Numpy是一个很好的框架，但它不能使用GPU加速其数值计算，这对现代深度学习来说是不够的。
Tensors张量是最基本的PyTorch概念。Tensors是n维数组，PyTorch提供了许多在这些Tensors上操作的函数。使用numpy执行的任何计算都可以使用PyTorch张量来完成；可以将它们看作是科学计算的通用工具。

并且，与Numpy不同的是，PyTorch张量可以利用GPU加速它们的数值计算，即使用device函数将张量放置在GPU上。

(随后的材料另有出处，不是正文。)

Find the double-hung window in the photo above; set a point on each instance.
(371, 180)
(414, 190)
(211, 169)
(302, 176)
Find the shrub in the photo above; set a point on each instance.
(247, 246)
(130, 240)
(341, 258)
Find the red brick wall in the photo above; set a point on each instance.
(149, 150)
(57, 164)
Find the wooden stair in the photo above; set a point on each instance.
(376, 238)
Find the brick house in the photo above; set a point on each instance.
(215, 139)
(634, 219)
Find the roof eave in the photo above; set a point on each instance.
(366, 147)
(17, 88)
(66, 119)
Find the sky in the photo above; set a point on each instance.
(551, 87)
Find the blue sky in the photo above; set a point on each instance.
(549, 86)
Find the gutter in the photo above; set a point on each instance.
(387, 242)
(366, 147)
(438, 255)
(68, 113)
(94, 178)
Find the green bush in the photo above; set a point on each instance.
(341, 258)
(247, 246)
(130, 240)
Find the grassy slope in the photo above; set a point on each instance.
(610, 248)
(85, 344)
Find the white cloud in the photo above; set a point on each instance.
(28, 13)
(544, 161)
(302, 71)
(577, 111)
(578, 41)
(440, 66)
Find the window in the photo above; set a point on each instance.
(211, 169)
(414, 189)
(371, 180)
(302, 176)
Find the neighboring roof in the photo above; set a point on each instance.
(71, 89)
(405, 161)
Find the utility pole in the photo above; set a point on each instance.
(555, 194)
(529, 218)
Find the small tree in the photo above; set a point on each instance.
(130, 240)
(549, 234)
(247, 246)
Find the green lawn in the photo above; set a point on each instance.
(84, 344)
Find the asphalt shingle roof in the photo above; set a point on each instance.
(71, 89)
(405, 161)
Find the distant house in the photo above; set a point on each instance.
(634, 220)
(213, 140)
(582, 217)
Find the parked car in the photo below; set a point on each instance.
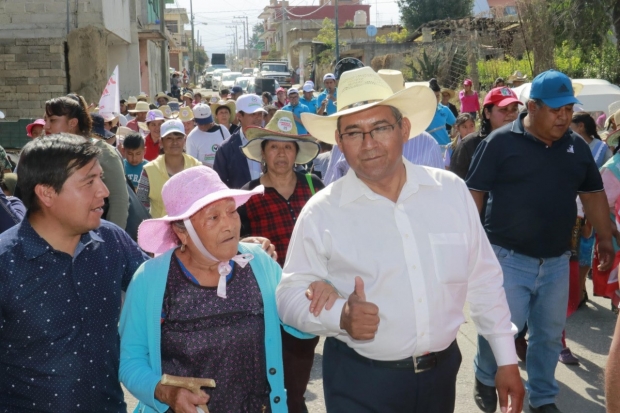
(206, 83)
(243, 82)
(228, 80)
(217, 78)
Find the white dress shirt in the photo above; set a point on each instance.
(422, 150)
(420, 259)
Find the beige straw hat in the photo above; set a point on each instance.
(363, 88)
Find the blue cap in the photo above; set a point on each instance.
(554, 88)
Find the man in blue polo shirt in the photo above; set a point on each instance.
(533, 169)
(63, 270)
(326, 101)
(308, 98)
(297, 109)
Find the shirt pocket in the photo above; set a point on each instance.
(450, 256)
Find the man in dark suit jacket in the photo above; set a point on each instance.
(230, 163)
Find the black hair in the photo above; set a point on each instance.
(588, 122)
(133, 141)
(73, 107)
(50, 162)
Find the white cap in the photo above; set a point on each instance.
(248, 104)
(201, 111)
(172, 126)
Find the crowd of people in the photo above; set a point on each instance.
(220, 236)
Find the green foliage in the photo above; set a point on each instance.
(425, 66)
(393, 37)
(489, 70)
(415, 13)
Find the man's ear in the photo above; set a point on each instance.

在这里，我们使用PyTorch张量对随机数据进行两层网络拟合.与上面的Numpy示例一样，使用PyTorch Tensors上的操作手动实现前后向传播神经网络：

import torch

device = torch.device('cpu')
# device = torch.device('cuda')
# Uncomment this to run on GPU 这一行即为在GPU上运行

# N is batch size; D_in is input dimension;
# H is hidden dimension; D_out is output dimension.
N, D_in, H, D_out = 64, 1000, 100, 10

# Create random input and output data
x = torch.randn(N, D_in, device=device)
y = torch.randn(N, D_out, device=device)

# Randomly initialize weights随机初始化权值
w1 = torch.randn(D_in, H, device=device)
w2 = torch.randn(H, D_out, device=device)

learning_rate = 1e-6
for t in range(500):
  # Forward pass: compute predicted y
  h = x.mm(w1) #矩阵相乘
  h_relu = h.clamp(min=0) #将input中的元素限制在[min,max]范围内并返回一个Tensor张量
  y_pred = h_relu.mm(w2)

  # Compute and print loss; loss is a scalar, and is stored in a PyTorch Tensor
  # of shape (); we can get its value as a Python number with loss.item().
  loss = (y_pred - y).pow(2).sum()
  print(t, loss.item())

  # Backprop to compute gradients of w1 and w2 with respect to loss
  grad_y_pred = 2.0 * (y_pred - y)
  grad_w2 = h_relu.t().mm(grad_y_pred)
  grad_h_relu = grad_y_pred.mm(w2.t())
  grad_h = grad_h_relu.clone()
  grad_h[h < 0] = 0
  grad_w1 = x.t().mm(grad_h)

  # Update weights using gradient descent
  w1 -= learning_rate * grad_w1
  w2 -= learning_rate * grad_w2

PyTorch: Autograd自动微分

在上面的例子中，我们必须手动实现我们的神经网络的前、后向传播。对于一个小的两层网络来说，手动实现反向传递并不是什么大问题，但是对于大型复杂网络来说，这样是不行的。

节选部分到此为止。